Since we are likely to use available stock material, we’ll want feedback on the required stock length based on our chosen parameters. This helps us choose a balance of parameters that can be made with available materials. If the feedback tells us a stock length that’s greater than what’s available, we can increase the number of sides or reduce the radius to arrive at feasible dimensions.

• Stock Length is calculated later in the definition, but I’ll place an info box here for the easy feedback.

Initial Calculations

The fundamental geometry of a Hoberman Circle is based on a regular polygon of n sides. We’ll need to know:

• The interior angle of the regular polygon
• The distance between the scissor arm vertex and end pivot points

Since we intend to build from wood stock, we’ll need:

• Miter cut details where two arms will butt join to make a single scissor arm

Control Frames as an Intuitive UI

I find joy in building simple UI elements that are intuitive and encourage creative exploration. For each layer, Radius and Rotation, combined with Height will allow us to create unlimited attractive variations for our fundamental geometry. Combined we can create twisting features and elevation profiles.

Rotation Frame 

Frame width is associated with rotation. Frame height is associated with tower height.

Any curve within the frame serves as a function where every point of the curve is a direct relationship between layer height and the rotation for that layer.

In the first example frame, all layers have the same rotation. It will produce a structure without any spin. The second example shows a straight line at an angle. This will result in a consistent helical twist.

Profile

Frame width is associated with radius, from minimum to maximum. Frame height is associated with tower height.

Any curve within the frame serves as a function where every point of the curve is a direct relationship between layer height and the radius for that layer. Stacking each layer will result in a tower whose elevation profile matches the curve in this frame.

In the first example frame, the curve is straight up at about 75% of max radius. It will produce a straight, vertical structure. The second example shows a curve whose base starts at 75% width and progressively closes down to a small radius. This will result in a dome shaped building profile.

Control Frame

I choose a position for each frame and an appropriate domain for the x and y axis. Then automatically generate a frame object in Rhino space so that we can snap to it when playing with the design curves.
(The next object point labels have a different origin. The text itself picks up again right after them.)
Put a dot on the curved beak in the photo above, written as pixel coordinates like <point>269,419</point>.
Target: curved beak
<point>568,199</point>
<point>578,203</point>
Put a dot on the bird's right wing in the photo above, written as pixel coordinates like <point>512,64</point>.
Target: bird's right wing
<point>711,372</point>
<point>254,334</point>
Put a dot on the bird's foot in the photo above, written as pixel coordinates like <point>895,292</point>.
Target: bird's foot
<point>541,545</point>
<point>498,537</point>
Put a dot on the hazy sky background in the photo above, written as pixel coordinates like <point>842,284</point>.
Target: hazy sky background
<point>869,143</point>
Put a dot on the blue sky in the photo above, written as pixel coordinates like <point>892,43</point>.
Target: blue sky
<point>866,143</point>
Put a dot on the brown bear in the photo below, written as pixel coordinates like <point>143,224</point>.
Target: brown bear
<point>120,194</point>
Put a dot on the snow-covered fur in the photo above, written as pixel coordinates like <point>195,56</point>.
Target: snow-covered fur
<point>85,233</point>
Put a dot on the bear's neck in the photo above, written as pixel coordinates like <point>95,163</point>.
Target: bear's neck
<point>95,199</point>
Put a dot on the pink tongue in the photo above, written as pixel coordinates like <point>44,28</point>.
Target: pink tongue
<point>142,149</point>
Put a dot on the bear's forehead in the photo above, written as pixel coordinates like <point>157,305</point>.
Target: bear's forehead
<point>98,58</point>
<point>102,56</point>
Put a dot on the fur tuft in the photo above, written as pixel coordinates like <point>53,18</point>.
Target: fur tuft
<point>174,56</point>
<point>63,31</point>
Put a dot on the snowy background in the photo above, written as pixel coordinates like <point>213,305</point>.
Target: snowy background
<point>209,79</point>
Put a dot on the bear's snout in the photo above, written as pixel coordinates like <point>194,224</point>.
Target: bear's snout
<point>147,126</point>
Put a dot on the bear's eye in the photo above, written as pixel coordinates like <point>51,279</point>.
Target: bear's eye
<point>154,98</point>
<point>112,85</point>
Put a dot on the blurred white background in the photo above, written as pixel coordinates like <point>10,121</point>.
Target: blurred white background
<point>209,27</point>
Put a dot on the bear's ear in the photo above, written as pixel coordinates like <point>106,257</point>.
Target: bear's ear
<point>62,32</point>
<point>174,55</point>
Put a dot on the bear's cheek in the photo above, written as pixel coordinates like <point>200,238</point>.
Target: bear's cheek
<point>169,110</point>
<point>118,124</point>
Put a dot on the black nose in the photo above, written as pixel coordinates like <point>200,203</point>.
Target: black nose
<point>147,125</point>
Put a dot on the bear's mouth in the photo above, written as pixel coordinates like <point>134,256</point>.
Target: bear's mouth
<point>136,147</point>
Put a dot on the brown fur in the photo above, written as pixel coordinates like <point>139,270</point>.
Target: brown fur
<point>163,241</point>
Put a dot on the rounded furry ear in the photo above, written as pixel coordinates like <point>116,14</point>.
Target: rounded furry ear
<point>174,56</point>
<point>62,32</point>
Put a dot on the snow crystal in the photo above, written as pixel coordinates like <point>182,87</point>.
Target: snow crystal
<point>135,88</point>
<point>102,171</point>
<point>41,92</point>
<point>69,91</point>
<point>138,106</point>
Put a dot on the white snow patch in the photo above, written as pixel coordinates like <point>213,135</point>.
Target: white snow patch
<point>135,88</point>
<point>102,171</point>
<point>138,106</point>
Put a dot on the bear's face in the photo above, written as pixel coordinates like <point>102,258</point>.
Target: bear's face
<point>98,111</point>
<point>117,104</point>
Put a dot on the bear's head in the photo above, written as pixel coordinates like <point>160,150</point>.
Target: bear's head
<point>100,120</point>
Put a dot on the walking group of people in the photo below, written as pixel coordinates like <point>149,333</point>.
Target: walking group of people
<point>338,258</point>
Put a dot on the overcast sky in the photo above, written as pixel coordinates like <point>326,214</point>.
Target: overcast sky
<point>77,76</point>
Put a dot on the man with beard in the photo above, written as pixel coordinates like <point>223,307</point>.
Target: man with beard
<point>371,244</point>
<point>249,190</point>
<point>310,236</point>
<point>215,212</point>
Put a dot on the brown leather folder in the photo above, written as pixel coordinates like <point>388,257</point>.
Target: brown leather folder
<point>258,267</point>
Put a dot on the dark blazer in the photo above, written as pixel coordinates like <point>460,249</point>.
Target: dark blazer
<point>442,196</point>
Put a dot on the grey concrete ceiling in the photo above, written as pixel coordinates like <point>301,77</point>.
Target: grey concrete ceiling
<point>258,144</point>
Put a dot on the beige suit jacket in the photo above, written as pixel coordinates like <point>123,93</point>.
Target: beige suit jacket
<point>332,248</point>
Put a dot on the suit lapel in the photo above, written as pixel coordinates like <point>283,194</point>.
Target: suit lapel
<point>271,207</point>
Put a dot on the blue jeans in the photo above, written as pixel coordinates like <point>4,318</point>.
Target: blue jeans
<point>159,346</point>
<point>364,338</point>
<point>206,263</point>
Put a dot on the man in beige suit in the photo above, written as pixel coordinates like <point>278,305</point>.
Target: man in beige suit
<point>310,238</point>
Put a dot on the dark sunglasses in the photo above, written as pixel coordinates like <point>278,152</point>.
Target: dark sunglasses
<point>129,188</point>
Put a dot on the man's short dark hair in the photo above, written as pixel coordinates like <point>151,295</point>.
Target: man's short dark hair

There are a couple frame labels for clarity and there’s a redraw button for if the fundamental parameters are adjusted.

Control Curve Identification

To further improve the ease of design, I reduce workflow friction by automatically recognizing a curve that is contained in the Control Frame. This way we can build a collection of curves and simply swap them out to revisit and compare our favorites.

Curve Animation

Sometimes an animation communicates a feature more effectively. And usually an animation just looks cool. In addition to the curve identification above, any curve can be selected and moved through the frame to create a tower then animates as the changes propagate. Here the domains for range of movement are calculated based on the differences between curve size and frame size. 

Single Point Animation Controls

Another useful animation alternative is to independently animate each control point of a curve. This level of fine control opens up more flexibility for the outcome of our animations. To simplify controlling all points with a single animation slider, each point can be assigned their own path parameters from start to finish. I wrap up the complexity of this into a Grasshopper Cluster, simplifying our environment to show only the control parameters. 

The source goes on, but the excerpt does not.